In North America, Viz Media announced that it had licensed both volumes in June 2022; they were released on January 17 and April 18, 2023, respectively.

===Volumes===

| No. | Original release date | Original ISBN | English release date | English ISBN |
| 1 | October 4, 2021 | 978-4-08-882803-9 | January 17, 2023 | 978-1-9747-3477-1 |
| "A Couple Clucking Chickens Were Still Kickin' in the Schoolyard" (庭には二羽ニワトリがいた, Niwa ni wa Niwa Niwatori ga ita); "Sasaki Stopped a Bullet" (佐々木くんが銃弾止めた, Sasaki-kun ga Juudan Tometa); "Love is Blind" (恋は盲目, Koi wa Moumoku); "Shikaku" (シカク); |
| 2 | November 4, 2021 | 978-4-08-882822-0 | April 18, 2023 | 978-1-9747-3478-8 |
| "Mermaid Rhapsody" (人魚ラプソディ, Ningyo Rhapsody); "Woke-Up-as-a-Girl Syndrome" (目が覚めたら女の子になっていた病, Me ga Sametara Onnanoko ni Natteita Yamai); "Nayuta of the Prophecy" (予言のナユタ, Yogen no Nayuta); "Sisters" (妹の姉, Imōto no Ane); |

==Anime adaptation==
In September 2025, it was announced that the eight stories would each receive an original net animation (ONA) adaptation, titled Tatsuki Fujimoto 17–26 (藤本タツキ 17–26), which debuted worldwide on Amazon Prime Video on November 7 of the same year.

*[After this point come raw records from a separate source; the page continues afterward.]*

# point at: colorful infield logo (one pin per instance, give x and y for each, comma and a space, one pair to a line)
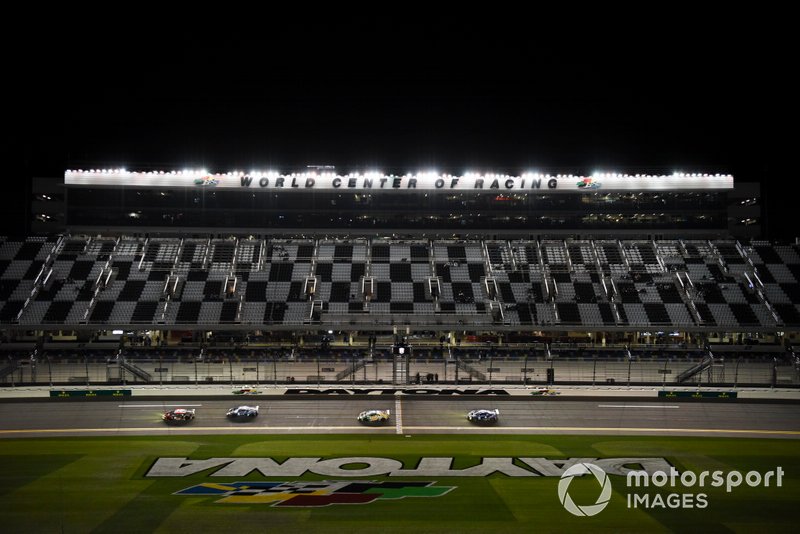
317, 493
589, 183
206, 181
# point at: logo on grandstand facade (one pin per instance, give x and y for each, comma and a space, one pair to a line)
314, 493
589, 183
206, 181
580, 470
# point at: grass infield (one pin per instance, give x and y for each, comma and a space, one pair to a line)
99, 485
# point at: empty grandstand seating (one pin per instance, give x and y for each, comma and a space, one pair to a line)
75, 280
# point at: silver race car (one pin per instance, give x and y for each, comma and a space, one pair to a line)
484, 417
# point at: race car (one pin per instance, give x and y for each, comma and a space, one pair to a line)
484, 417
373, 417
178, 415
243, 412
246, 390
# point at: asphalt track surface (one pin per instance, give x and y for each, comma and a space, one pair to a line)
408, 416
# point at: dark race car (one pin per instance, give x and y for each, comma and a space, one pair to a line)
243, 412
373, 417
178, 415
484, 417
246, 390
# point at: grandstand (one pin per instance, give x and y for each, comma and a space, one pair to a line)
103, 302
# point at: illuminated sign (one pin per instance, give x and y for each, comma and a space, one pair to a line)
372, 181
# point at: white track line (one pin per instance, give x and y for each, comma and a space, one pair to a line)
398, 415
636, 406
445, 429
152, 405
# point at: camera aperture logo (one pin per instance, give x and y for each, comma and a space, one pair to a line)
682, 486
580, 470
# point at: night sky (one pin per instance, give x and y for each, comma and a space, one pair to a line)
446, 98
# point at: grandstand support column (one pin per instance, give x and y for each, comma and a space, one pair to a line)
774, 372
525, 369
630, 361
491, 364
451, 358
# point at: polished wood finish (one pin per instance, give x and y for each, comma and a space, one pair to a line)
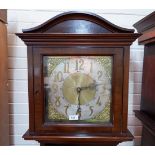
4, 107
146, 26
76, 33
3, 15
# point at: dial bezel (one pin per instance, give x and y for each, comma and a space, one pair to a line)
41, 122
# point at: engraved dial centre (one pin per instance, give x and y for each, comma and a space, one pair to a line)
77, 81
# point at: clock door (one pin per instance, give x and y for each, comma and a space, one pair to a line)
78, 89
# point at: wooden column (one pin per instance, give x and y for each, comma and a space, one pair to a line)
4, 108
146, 26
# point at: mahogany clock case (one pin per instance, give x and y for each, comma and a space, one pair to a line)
78, 34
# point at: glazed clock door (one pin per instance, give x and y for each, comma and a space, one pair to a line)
77, 89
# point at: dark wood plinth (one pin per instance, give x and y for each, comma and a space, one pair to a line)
148, 132
98, 139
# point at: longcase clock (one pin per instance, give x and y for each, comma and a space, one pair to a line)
78, 66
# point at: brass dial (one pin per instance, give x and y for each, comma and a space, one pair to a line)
78, 80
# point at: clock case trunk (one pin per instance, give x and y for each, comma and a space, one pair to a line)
78, 34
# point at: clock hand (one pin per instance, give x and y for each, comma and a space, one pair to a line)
91, 86
78, 112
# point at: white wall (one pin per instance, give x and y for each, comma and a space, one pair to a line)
17, 67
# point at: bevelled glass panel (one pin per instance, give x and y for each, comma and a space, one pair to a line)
78, 88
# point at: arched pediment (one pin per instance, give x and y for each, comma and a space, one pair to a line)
78, 23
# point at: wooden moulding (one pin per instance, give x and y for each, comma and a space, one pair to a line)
146, 27
4, 107
75, 139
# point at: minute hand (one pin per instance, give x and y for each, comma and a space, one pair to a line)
91, 86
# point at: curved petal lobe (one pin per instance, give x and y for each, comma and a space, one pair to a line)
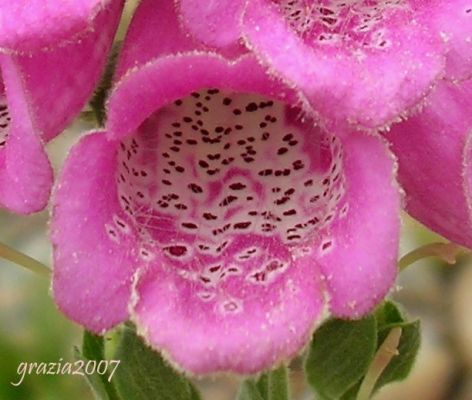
433, 149
93, 245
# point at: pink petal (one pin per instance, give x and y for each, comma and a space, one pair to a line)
216, 23
360, 264
94, 248
434, 153
150, 87
453, 21
25, 172
43, 91
346, 81
59, 81
27, 25
203, 338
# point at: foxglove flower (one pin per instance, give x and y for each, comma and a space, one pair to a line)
360, 63
51, 56
434, 150
214, 214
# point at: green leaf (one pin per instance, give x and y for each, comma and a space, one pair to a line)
273, 385
388, 313
249, 391
143, 374
401, 365
389, 316
339, 356
93, 349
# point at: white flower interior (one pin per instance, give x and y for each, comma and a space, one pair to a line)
228, 184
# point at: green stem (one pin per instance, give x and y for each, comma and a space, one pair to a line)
18, 258
448, 252
382, 358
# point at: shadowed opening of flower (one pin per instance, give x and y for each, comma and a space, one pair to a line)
4, 121
229, 189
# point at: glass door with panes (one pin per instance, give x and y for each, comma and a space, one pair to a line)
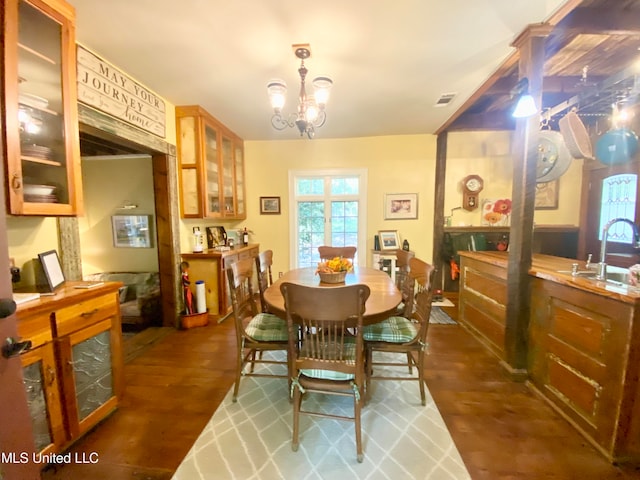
329, 208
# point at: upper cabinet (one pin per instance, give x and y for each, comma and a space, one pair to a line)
211, 166
40, 134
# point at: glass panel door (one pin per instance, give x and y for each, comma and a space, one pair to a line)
329, 210
212, 171
40, 108
92, 372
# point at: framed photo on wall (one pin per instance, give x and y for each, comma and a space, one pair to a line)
269, 205
547, 195
389, 240
400, 206
131, 231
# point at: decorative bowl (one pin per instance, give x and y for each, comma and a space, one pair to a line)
335, 277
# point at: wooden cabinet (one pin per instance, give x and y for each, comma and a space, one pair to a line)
74, 369
41, 382
385, 260
211, 266
582, 343
211, 159
40, 132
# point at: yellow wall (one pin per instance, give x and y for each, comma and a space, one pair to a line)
395, 164
29, 235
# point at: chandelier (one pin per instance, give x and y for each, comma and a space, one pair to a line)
311, 113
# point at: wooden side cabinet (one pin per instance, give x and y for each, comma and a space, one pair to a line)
42, 164
211, 160
211, 266
42, 384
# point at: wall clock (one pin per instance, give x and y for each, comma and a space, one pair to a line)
553, 156
472, 185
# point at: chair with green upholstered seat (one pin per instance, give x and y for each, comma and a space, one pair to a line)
256, 332
327, 351
405, 335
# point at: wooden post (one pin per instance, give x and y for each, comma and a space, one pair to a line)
530, 45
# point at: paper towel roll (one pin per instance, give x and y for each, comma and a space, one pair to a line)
201, 299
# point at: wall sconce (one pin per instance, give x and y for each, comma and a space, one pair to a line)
525, 107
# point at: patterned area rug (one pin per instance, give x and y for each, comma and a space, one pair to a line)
439, 316
251, 439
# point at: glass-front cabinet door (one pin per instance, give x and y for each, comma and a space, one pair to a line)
228, 185
43, 398
41, 130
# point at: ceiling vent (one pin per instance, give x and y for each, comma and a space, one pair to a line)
444, 99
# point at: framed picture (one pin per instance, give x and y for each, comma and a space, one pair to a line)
546, 195
131, 231
400, 206
269, 205
389, 240
52, 270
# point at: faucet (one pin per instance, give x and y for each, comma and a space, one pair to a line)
602, 266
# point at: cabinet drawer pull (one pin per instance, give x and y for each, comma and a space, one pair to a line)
16, 182
50, 375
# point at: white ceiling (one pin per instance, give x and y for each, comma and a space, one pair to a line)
389, 60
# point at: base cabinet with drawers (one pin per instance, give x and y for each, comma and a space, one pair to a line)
211, 266
73, 372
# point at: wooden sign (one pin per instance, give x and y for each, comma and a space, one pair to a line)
104, 87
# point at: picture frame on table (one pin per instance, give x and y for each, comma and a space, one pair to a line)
399, 206
547, 195
389, 239
269, 205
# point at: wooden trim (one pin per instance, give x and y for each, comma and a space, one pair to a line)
438, 202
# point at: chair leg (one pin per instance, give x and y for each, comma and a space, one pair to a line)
239, 365
368, 367
253, 360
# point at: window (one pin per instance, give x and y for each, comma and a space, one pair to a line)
328, 208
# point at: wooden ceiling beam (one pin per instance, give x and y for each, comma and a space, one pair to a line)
601, 20
507, 67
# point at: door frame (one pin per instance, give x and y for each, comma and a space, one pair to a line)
16, 433
165, 186
593, 173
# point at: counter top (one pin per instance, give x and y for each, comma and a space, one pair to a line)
552, 268
490, 228
68, 294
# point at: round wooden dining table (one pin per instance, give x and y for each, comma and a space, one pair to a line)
381, 304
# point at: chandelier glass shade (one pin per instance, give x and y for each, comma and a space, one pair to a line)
311, 108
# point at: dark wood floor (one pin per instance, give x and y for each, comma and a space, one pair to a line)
502, 430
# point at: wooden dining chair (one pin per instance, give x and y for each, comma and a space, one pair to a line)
256, 332
404, 282
327, 352
327, 253
404, 335
264, 260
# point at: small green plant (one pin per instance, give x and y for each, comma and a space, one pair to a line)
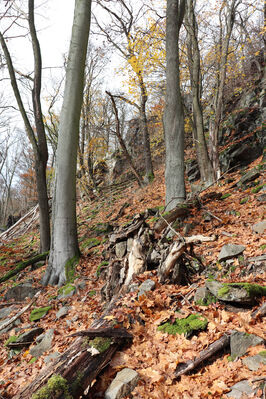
256, 189
38, 313
244, 200
225, 196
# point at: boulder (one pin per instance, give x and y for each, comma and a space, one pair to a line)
20, 292
255, 362
242, 293
259, 227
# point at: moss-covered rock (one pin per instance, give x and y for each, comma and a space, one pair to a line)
55, 387
100, 344
186, 326
66, 291
38, 313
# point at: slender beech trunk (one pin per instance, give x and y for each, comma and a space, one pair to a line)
149, 174
173, 114
224, 41
205, 166
65, 251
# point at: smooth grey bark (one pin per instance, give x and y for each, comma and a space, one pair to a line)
173, 113
205, 166
39, 144
65, 250
224, 41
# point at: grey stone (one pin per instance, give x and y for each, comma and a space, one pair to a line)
29, 336
254, 362
44, 345
240, 388
232, 293
250, 176
124, 383
121, 249
62, 312
129, 244
229, 251
259, 227
51, 357
67, 291
6, 312
201, 294
20, 292
240, 342
261, 198
155, 256
8, 328
147, 285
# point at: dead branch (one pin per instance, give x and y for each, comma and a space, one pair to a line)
23, 265
221, 343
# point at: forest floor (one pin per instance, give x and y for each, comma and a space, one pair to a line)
153, 354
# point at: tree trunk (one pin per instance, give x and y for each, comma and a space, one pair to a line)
173, 114
149, 175
218, 103
122, 143
65, 251
205, 166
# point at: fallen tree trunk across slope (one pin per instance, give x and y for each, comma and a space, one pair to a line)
80, 364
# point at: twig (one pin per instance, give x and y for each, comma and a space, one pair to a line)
3, 326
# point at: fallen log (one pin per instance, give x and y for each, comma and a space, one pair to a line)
22, 265
176, 250
80, 364
181, 210
221, 343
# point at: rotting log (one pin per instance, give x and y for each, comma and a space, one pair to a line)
181, 210
176, 250
221, 344
80, 364
23, 265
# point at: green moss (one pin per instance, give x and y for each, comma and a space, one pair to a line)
10, 340
254, 290
38, 313
70, 267
243, 200
193, 322
66, 289
223, 291
98, 270
225, 196
55, 387
90, 243
208, 300
101, 344
256, 189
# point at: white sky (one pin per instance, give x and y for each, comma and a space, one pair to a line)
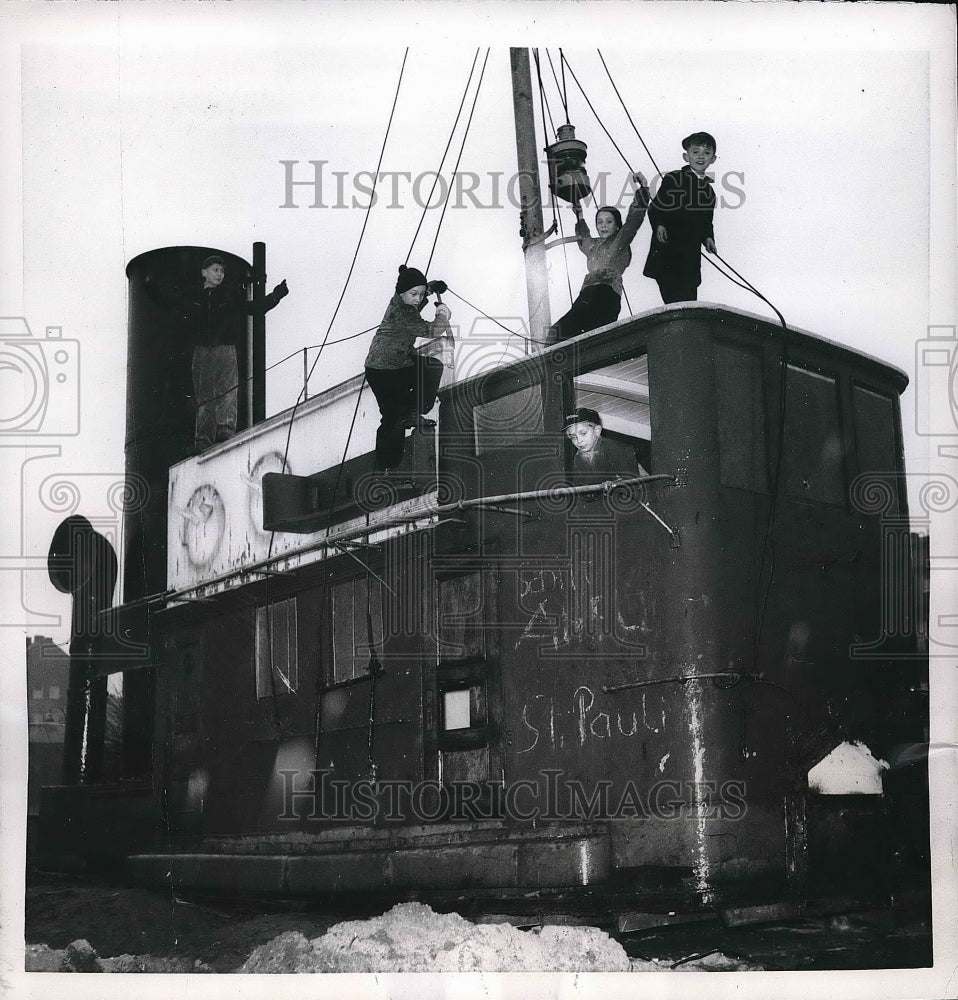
140, 126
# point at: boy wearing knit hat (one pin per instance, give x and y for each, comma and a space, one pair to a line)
597, 458
214, 314
680, 216
404, 383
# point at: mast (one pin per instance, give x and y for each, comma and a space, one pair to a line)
530, 210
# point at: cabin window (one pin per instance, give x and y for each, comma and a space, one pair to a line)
463, 708
740, 403
357, 627
875, 434
277, 668
461, 635
508, 420
813, 460
619, 393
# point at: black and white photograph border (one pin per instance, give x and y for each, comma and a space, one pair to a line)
218, 219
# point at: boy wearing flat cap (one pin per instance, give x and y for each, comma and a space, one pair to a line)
597, 459
680, 216
213, 314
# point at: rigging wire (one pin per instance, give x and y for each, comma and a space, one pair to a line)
627, 115
442, 161
277, 718
465, 136
544, 109
559, 87
565, 94
598, 119
352, 266
543, 104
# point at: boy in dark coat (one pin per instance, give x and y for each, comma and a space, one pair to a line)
597, 459
214, 315
681, 219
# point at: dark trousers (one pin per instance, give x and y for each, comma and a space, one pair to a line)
678, 288
400, 393
595, 306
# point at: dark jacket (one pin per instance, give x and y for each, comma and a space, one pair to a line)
684, 204
212, 316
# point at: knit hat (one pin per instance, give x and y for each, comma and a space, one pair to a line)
613, 211
584, 415
409, 277
699, 139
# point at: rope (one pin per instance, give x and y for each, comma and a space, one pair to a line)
627, 115
544, 108
599, 120
565, 95
465, 136
452, 132
543, 105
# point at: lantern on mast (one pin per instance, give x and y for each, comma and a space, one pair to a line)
568, 179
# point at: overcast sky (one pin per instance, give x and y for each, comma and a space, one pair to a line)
143, 126
129, 127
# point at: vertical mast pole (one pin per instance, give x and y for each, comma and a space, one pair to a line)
256, 391
530, 211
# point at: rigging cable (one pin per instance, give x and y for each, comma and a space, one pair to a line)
565, 95
352, 266
627, 115
560, 87
768, 543
277, 718
599, 120
442, 161
462, 147
544, 109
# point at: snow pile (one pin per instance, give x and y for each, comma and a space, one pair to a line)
80, 956
411, 937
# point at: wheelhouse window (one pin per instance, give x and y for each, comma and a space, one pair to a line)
508, 420
875, 434
277, 666
813, 461
740, 391
357, 628
619, 393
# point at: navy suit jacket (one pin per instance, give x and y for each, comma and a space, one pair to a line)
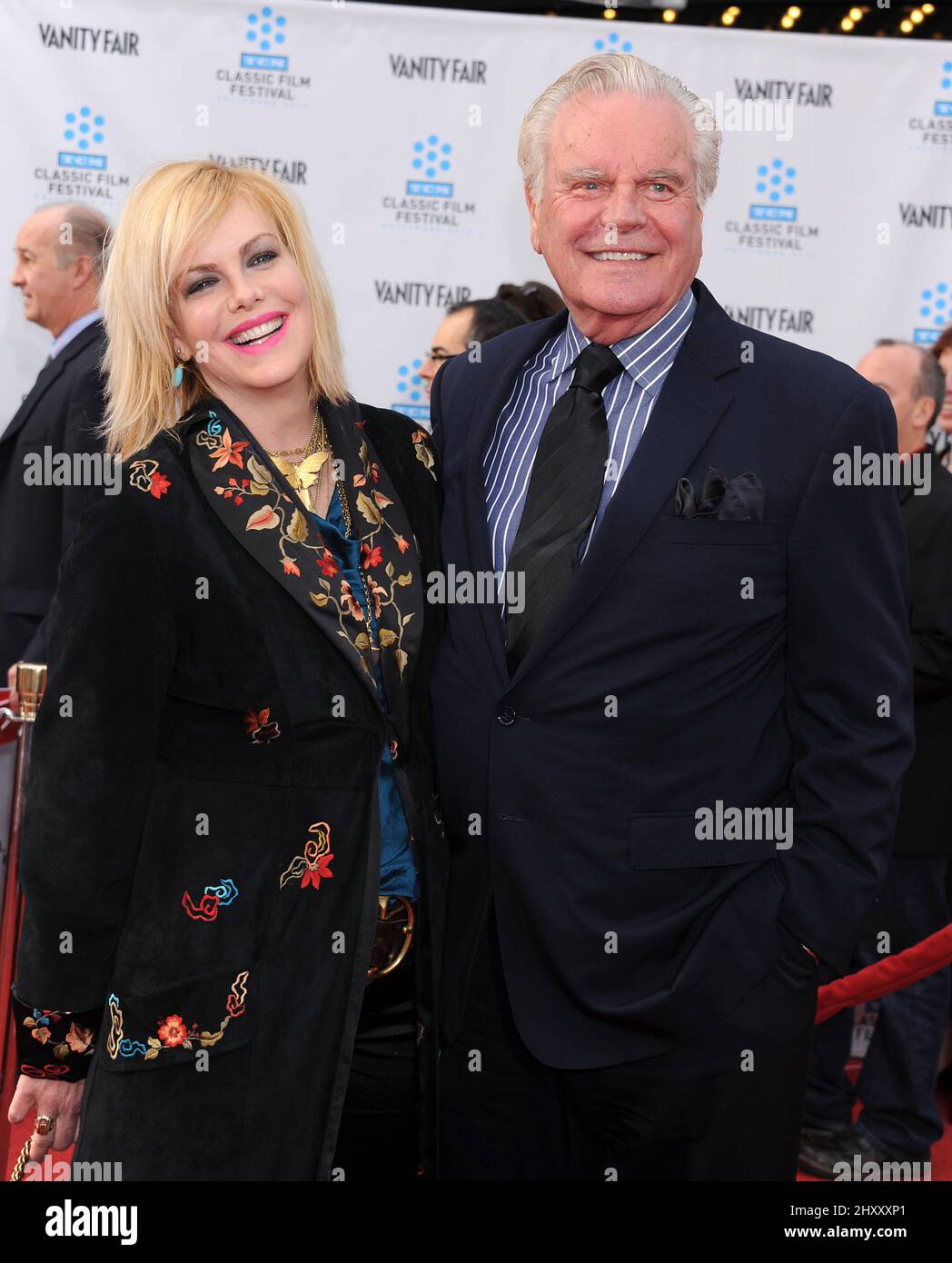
664, 683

Each story was produced by a different staff and animation studio. The eight-episode series had a limited two-week run in nine Japanese cinemas starting on October 17, screening in two four-episode parts.

It had a world premiere in the United States on October 5, 2025, during the Global Stage Hollywood Film Festival at the TCL Chinese 6 Theatre in Hollywood.

===Episodes===

| No. | Title | Directed by | Written by | Animation studio | Original release date |
|---|---|---|---|---|---|
| 1 | "A Couple Clucking Chickens Were Still Kickin' in the Schoolyard" Transliteration: "Kōteide wa, Sū-wa no Niwatori ga mada Kokkotto Nakinagara genki ni Ugokimawatte ita" (Japanese: 校庭では、数羽のニワトリがまだコッコッと鳴きながら元気に動き回っていた。) | Seishirô Nagaya | Seishirô Nagaya | Zexcs | November 7, 2025 |
| 2 | "Sasaki Stopped a Bullet" Transliteration: "Sasaki-kun ga jū-dan Tometa" (Japanese: 佐々木くんが十段とめた) | Nobukage Kimura | Teruko Utsumi | Lapin Track | November 7, 2025 |
| 3 | "Love Is Blind" Transliteration: "Koihamōmoku" (Japanese: 恋は盲目) | Nobuyuki Takeuchi | Teruko Utsumi | Lapin Track | November 7, 2025 |
| 4 | "Shikaku" Transliteration: "Shikaku" (Japanese: シカク) | Naoya Andô | Naoya Andô | Studio Graph77 | November 7, 2025 |
| 5 | "Mermaid Rhapsody" Transliteration: "Ningyo rapusodi" (Japanese: 人魚ラプソディ) | Tetsuaki Watanabe | Tatsuo Kobayashi | 100studio | November 7, 2025 |
| 6 | "Woke-Up-as-a-Girl Syndrome" Transliteration: "Asaokitara on'nanoko ni natte ita shōkōgun" (Japanese: 朝起きたら女の子になっていた症候群) | Kazuaki Terasawa | Kazuaki Terasawa | Studio Kafka | November 7, 2025 |
| 7 | "Nayuta of the Prophecy" Transliteration: "Yogen no nayuta" (Japanese: 予言のナユタ) | Kai Hasako & Tetsuaki Watanabe | Tetsuaki Watanabe | 100studio | November 7, 2025 |
| 8 | "Sisters" Transliteration: "Shimai" (Japanese: 姉妹) | Osamu Honma | Yoko Yonaiyama | P.A. Works | November 7, 2025 |

==Reception==
Tatsuki Fujimoto 17–26 has been nominated for the 2026 International Emmy Awards in the Best Short-Form Series category.